Ditemui di Pelabuhan Melonguane, Senin 13 Juli 2026, Dekan Fakultas Ilmu Sosial dan Ilmu Politik (FISIP) Universitas Sam Ratulangi (Unsrat), Dr. Ferry Daud Liando, SIP, M.Si. mengatakan kegiatan ini merupakan bentuk kerja sama lintas pihak yang sekaligus menjadi bagian dari program pengabdian kepada masyarakat yang dijalankan oleh Universitas Sam Ratulangi.

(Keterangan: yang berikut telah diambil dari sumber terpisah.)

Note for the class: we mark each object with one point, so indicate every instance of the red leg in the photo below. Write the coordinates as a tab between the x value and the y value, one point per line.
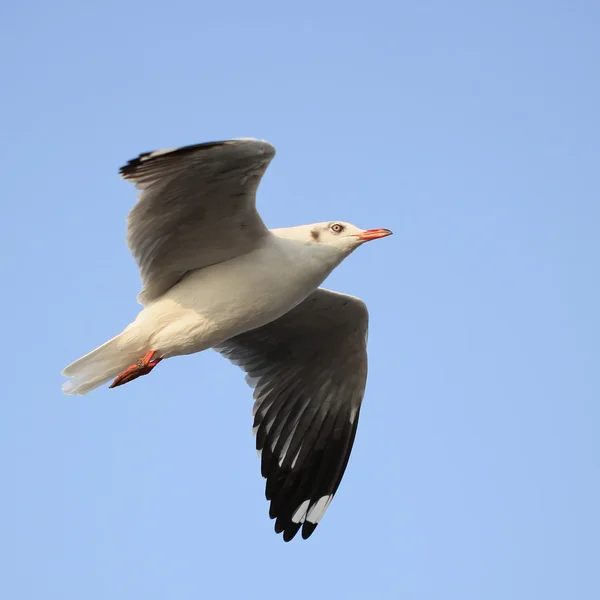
142	367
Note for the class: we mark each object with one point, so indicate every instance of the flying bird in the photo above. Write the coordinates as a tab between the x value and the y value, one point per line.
214	276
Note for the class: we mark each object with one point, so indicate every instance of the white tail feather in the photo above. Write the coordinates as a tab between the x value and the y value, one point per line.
100	366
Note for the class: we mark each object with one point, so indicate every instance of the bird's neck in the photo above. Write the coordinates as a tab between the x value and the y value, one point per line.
312	260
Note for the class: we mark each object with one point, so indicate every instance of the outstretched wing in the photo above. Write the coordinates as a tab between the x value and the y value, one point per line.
197	207
309	370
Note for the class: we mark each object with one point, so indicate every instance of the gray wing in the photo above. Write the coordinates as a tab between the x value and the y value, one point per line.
309	371
197	207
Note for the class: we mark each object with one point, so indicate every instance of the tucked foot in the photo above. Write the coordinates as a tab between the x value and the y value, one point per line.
142	367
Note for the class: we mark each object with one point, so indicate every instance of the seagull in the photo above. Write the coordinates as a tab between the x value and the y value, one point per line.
214	276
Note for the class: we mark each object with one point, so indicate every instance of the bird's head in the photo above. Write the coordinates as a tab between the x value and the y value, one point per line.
344	236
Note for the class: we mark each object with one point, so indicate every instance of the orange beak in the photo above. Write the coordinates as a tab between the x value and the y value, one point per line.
372	234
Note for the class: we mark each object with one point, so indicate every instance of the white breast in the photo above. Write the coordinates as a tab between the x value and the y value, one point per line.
218	302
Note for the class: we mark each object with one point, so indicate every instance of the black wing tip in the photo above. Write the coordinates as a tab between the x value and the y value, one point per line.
134	164
289	529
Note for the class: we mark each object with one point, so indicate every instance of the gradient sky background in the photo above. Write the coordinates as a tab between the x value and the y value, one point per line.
470	129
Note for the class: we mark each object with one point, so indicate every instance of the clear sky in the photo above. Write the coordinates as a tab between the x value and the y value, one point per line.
471	129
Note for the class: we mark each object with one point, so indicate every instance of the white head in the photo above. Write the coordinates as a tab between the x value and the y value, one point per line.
338	235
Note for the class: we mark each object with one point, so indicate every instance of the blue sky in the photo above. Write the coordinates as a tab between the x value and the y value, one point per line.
471	130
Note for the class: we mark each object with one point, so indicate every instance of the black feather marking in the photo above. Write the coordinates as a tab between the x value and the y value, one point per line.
135	163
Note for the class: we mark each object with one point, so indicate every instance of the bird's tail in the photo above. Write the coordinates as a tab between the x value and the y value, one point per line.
100	365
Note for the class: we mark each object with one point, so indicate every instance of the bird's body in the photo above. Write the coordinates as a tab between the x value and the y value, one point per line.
215	277
216	303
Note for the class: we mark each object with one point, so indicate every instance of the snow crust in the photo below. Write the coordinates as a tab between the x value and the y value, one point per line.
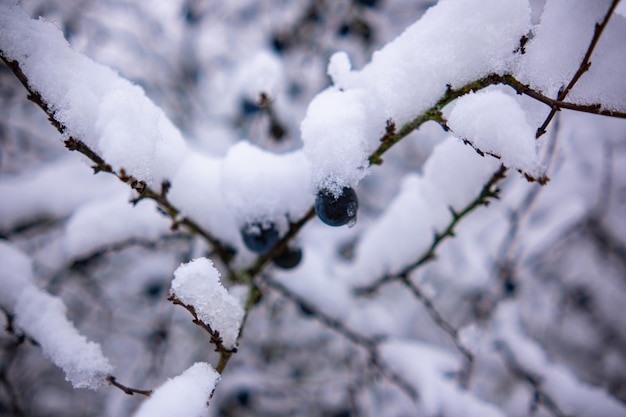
43	317
344	123
184	395
259	185
426	368
574	396
105	111
197	284
453	176
495	124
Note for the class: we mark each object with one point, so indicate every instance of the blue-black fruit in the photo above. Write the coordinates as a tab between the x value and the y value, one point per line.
259	237
336	210
288	259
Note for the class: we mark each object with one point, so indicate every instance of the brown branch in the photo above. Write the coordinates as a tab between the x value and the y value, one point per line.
369	344
144	191
444	325
487	193
127	390
534	381
584	67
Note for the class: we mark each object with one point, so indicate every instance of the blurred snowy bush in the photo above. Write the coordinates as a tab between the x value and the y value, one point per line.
484	275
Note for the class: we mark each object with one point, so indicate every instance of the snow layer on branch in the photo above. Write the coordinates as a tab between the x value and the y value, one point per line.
37	195
494	123
428	369
453	177
196	191
574	397
454	43
185	395
43	317
97	106
560	41
16	274
102	223
259	185
197	284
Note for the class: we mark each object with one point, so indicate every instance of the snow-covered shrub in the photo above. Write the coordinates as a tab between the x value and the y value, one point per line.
470	154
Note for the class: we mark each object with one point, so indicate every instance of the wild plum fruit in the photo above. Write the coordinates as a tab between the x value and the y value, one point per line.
259	237
336	210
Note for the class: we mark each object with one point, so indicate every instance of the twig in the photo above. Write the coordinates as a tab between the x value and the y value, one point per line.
130	391
487	193
369	344
444	325
144	191
216	339
584	67
540	397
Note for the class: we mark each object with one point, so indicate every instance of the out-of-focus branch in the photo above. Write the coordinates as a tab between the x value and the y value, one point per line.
144	191
369	344
130	391
585	64
487	193
540	396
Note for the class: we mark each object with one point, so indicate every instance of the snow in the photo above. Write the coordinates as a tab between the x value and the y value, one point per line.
197	284
108	113
27	198
258	185
573	396
495	124
85	232
344	123
453	176
196	191
43	318
184	395
425	367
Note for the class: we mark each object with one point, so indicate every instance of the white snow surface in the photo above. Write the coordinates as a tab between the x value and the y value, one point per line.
406	77
97	106
184	395
425	367
43	317
197	284
573	396
37	194
495	124
453	177
87	231
259	185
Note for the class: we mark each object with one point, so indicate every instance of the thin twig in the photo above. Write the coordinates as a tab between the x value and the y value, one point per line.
369	344
585	64
540	396
130	391
487	193
444	325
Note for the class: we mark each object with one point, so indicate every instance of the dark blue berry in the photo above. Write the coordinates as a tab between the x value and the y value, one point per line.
259	237
288	259
336	210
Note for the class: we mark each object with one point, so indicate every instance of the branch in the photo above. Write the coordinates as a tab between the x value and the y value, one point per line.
216	339
540	397
370	345
144	191
444	325
584	66
130	391
487	193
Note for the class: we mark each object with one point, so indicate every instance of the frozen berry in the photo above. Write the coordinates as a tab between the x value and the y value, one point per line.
259	237
288	259
336	210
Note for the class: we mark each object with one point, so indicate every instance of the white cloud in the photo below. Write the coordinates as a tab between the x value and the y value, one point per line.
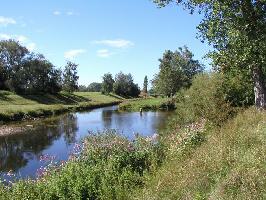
5	36
31	46
73	53
119	43
57	12
20	38
4	21
69	13
104	53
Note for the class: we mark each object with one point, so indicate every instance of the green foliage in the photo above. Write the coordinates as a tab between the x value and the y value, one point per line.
176	71
228	164
95	87
124	85
26	73
107	84
70	77
238	87
105	166
237	31
145	85
204	99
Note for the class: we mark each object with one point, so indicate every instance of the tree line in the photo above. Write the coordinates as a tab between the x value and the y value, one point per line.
236	30
25	72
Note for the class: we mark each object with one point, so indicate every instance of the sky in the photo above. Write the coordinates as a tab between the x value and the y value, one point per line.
101	35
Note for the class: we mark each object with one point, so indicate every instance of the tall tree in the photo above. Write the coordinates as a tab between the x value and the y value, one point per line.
107	84
95	87
70	77
145	85
237	31
12	56
176	71
124	85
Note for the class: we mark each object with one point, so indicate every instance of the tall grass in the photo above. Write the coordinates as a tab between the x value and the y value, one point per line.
104	166
230	164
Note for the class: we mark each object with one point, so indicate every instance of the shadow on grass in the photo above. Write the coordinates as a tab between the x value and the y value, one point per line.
57	98
4	98
116	96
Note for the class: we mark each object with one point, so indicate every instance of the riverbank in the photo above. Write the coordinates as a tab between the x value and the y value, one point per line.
147	104
27	107
202	161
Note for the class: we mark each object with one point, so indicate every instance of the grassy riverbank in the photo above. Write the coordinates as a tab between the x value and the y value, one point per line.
202	161
207	162
146	104
16	107
209	150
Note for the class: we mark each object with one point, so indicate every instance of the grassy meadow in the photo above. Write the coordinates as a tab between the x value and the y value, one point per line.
17	107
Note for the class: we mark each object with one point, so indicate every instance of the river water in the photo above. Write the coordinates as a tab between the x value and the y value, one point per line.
20	153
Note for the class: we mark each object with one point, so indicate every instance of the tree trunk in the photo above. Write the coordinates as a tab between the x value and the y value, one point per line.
259	88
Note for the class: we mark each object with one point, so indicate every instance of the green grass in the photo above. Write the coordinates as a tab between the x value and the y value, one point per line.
227	163
18	107
147	104
105	166
192	161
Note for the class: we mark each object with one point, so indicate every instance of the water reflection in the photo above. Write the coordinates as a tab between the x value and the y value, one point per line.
56	136
17	150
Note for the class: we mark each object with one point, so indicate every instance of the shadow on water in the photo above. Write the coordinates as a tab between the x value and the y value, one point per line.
17	150
57	136
56	98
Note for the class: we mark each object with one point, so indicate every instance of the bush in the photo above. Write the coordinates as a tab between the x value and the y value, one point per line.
104	166
204	99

Menurut Liando, lewa Karya Bakti Skala Besar civitas akademika tidak hanya hadir untuk membantu masyarakat, tetapi juga melihat secara langsung berbagai kebutuhan dan persoalan yang dihadapi warga di lapangan.

"Ini merupakan salah satu bentuk pengabdian kepada masyarakat. Kami hadir di tengah masyarakat untuk melihat secara langsung apa yang menjadi kebutuhan mereka serta berbagai persoalan yang dihadapi," ujar Liando.

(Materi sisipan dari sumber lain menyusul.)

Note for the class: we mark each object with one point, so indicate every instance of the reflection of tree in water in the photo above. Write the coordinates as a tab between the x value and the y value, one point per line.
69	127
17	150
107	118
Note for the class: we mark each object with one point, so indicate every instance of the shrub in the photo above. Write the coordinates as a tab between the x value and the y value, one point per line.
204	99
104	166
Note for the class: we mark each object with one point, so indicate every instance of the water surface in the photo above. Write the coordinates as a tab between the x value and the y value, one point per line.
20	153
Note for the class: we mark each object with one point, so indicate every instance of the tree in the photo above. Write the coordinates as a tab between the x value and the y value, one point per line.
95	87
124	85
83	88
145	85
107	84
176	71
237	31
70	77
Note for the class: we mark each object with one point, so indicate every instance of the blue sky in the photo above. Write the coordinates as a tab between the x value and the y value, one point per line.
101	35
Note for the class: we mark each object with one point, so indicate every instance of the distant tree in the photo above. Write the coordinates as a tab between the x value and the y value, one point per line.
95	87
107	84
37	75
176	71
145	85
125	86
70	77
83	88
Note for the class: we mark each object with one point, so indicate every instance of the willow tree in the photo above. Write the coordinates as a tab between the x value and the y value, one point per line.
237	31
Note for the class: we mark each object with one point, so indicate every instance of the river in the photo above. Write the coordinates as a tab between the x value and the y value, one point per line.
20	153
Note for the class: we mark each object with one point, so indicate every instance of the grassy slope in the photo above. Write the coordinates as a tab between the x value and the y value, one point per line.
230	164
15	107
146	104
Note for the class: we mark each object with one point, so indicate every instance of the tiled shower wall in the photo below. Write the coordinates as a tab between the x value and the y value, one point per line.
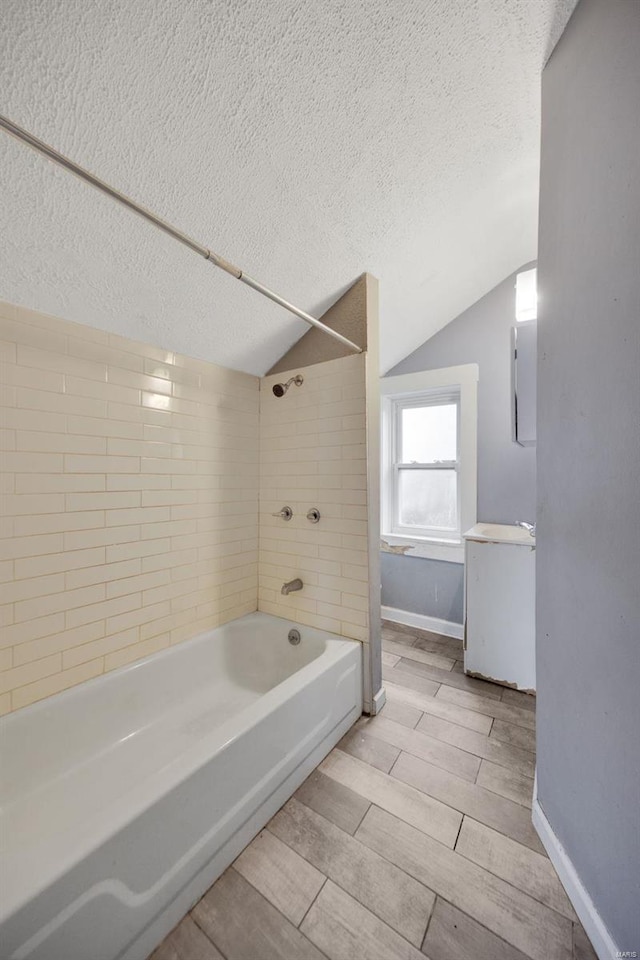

Ia menjelaskan, kegiatan ini melibatkan berbagai disiplin ilmu di lingkungan Unsrat. Setiap fakultas berkontribusi sesuai dengan bidang keilmuan masing-masing agar manfaat yang diberikan kepada masyarakat lebih optimal.

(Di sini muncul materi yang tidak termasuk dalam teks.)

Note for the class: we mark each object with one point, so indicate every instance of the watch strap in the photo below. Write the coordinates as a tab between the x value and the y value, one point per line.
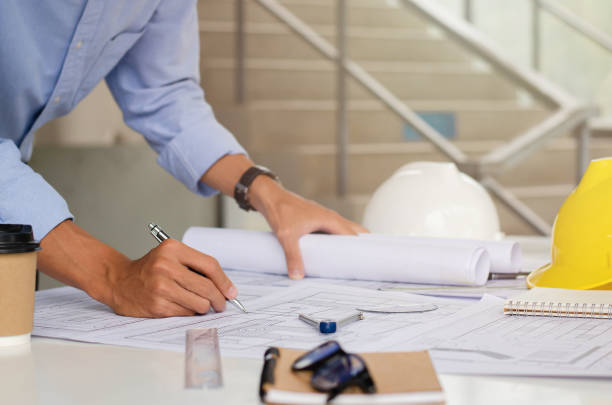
241	189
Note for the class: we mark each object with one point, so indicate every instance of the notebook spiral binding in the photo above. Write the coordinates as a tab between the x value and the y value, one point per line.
543	308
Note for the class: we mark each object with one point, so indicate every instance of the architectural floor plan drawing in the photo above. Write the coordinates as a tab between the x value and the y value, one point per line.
482	340
272	321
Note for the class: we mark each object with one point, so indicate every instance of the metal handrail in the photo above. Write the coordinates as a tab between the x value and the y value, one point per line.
365	79
570	114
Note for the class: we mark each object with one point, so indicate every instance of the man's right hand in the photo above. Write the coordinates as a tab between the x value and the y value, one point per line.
157	285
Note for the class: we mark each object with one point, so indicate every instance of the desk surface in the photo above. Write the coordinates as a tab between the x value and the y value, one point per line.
54	372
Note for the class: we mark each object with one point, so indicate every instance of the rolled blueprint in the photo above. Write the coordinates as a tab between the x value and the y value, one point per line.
346	257
506	256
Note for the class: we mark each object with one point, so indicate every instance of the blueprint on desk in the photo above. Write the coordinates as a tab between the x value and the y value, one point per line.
481	339
251	284
272	321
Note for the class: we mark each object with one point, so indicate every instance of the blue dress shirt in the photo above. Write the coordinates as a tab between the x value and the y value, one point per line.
53	53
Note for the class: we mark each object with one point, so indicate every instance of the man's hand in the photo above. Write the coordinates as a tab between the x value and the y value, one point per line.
291	216
157	285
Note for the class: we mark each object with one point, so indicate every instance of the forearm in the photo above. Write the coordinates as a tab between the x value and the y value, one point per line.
226	172
74	257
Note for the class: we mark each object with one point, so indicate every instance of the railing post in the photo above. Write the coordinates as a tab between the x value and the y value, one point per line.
536	33
468	11
240	49
341	99
583	140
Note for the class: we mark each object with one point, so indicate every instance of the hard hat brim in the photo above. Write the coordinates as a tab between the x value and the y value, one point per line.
555	276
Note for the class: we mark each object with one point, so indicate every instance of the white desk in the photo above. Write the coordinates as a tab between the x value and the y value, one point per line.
53	372
63	373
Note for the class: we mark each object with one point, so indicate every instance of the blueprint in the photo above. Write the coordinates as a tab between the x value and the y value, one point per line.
272	319
251	284
482	340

"Kalau menyangkut pembangunan infrastruktur, tentu teman-teman dari bidang teknik dapat memberikan kontribusi sesuai kompetensinya. Sementara dari bidang ilmu sosial berperan dalam aspek pemberdayaan masyarakat dan tata kelola pemerintahan. Selain itu ada pula kontribusi dari bidang kesehatan, pertanian, hingga kelautan. Jadi semua berbagi peran berdasarkan keilmuan masing-masing," jelas Ferry Liando.

Liando menambahkan, kegiatan tersebut juga menjadi sarana pembelajaran yang sangat penting bagi mahasiswa. Menurutnya, proses pendidikan tidak cukup hanya berlangsung di ruang kuliah, tetapi juga harus diperkaya dengan pengalaman nyata di tengah masyarakat.

"Mahasiswa perlu melihat langsung kondisi di lapangan agar mereka mengetahui apakah ada kesenjangan antara teori yang dipelajari di kelas dengan realitas yang terjadi di masyarakat. Pengalaman seperti ini akan melengkapi proses pembelajaran mereka," katanya.

Lebih lanjut, ia berharap berbagai persoalan yang ditemukan mahasiswa selama mengikuti kegiatan Karya Bakti Skala Besar dapat menjadi bahan kajian ilmiah yang bermanfaat.

"Bisa saja berbagai persoalan yang mereka temukan kemudian ditindaklanjuti melalui penelitian atau karya ilmiah, termasuk menjadi topik skripsi, sehingga hasilnya dapat memberikan solusi bagi masyarakat," tutup Liando.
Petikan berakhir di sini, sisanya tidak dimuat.